Each time we record a measurement to our histogram instrument, we pass the
measurement value and attributes as arguments. In this example, we compute the
attributes for each request using application context, but if all the distinct
attribute sets are known ahead of time, they can and should be pre-allocated and
held in a constant `Attributes` variable, which reduces unnecessary memory
allocations. But even if attributes can’t be known ahead of time, the attribute
keys can. Here we pre-allocate constants for each `AttributeKey` that shows up
in our attributes. The OpenTelemetry Java `Attributes` implementation is
implemented very efficiently, and has been benchmarked and optimized over the
course of several years.

Internally, when we record we need to look up the aggregation state (i.e.
`AggregatorHandle` in OpenTelemetry Java terms) corresponding to the series.
Most of the heavy lifting is performed by a lookup in a
`ConcurrentHashMap<Attributes, AggregatorHandle>` but there are a couple of
details worth noting:

- The process of obtaining an `AggregatorHandle` is optimized to reduce
  contention even when a collect is occurring on a separate thread at the same
  time as a record. The only locks taken occur within ConcurrentHashMap, which
  uses multiple locks to reduce contention. We cache `Attributes` hashcodes to
  save CPU cycles on each lookup.
- The state in each `AggregatorHandle` needs to reset after each collection when
  the exporter has `AggregationTemporality=delta`. Object pooling is used to
  avoid re-allocating new `AggregatorHandle` instances each export cycle.
- There are different `AggregatorHandle` implementations for each of the
  supported [aggregations](/docs/specs/otel/metrics/sdk/#aggregation).The
  implementations have all been optimized to use low contention tools like
  compare and swap, `LongAdder`, `Atomic*`, etc where possible, and to reuse any
  data structures used to hold state across collections. The exponential
  histogram implementation uses low level bit shifting to compute buckets to
  avoid using `Math.log` - every nanosecond counts!

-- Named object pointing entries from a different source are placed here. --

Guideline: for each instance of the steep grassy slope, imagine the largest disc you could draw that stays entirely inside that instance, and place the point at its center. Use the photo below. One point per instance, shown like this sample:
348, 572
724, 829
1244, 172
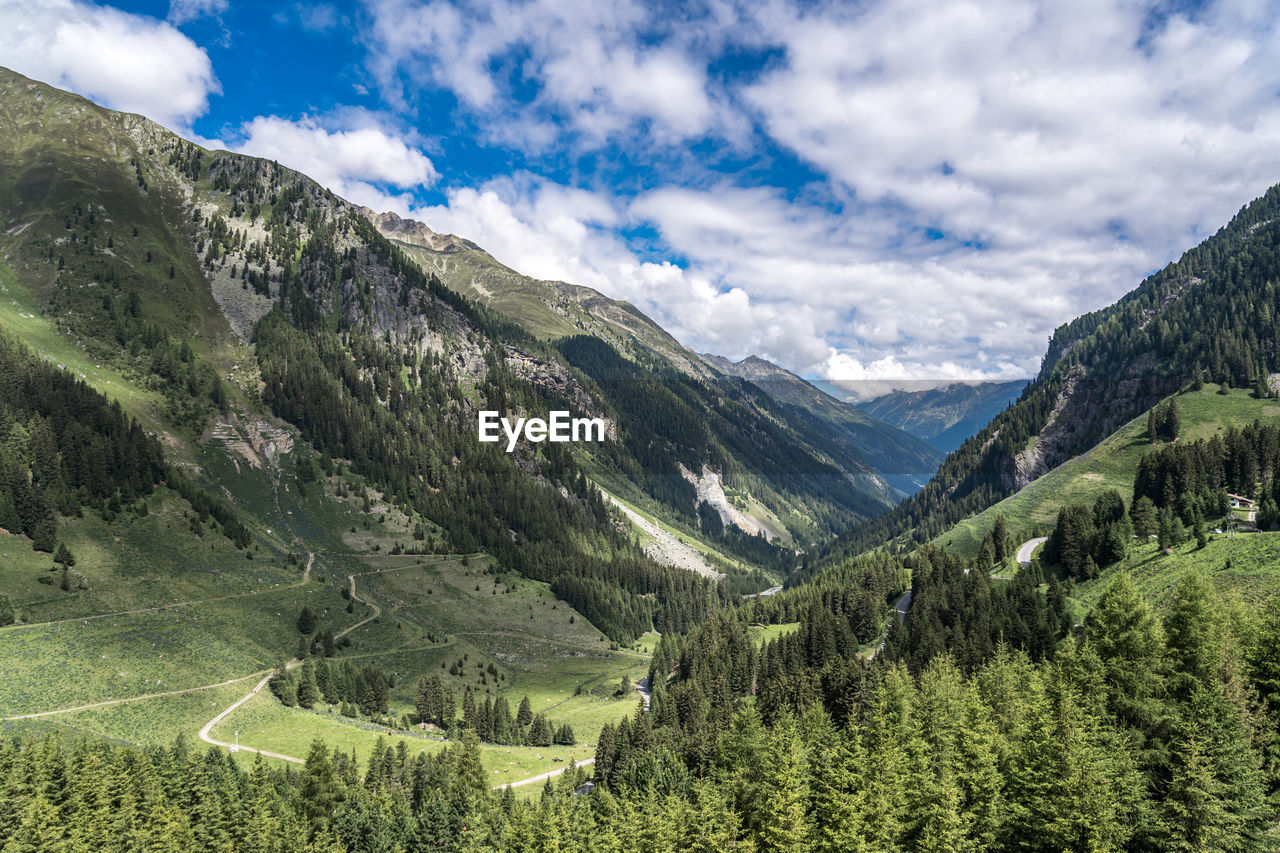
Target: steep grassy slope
869, 452
1109, 465
1211, 313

When we collect, we need to iterate through all the instruments, and read and
serialize the state of each `AggregatorHandle` according to whatever protocol is
used to export. Over the past year or so, we’ve done some heavy lifting to
optimize the memory allocations of the collect cycle. The optimization comes
from the recognition that metric
[exporters will never be called concurrently](/docs/specs/otel/metrics/sdk/#exportbatch).
If we periodically read metric state and send it to the exporter to serialize,
and ensure we wait until that export completes before reading metric state
again, then we can safely reuse all the data structures used to pass the metric
state to the exporter. Of course some metric readers (like the prometheus metric
reader) may read the metric state concurrently. For these, we prioritize safety
and correctness over optimized memory allocations.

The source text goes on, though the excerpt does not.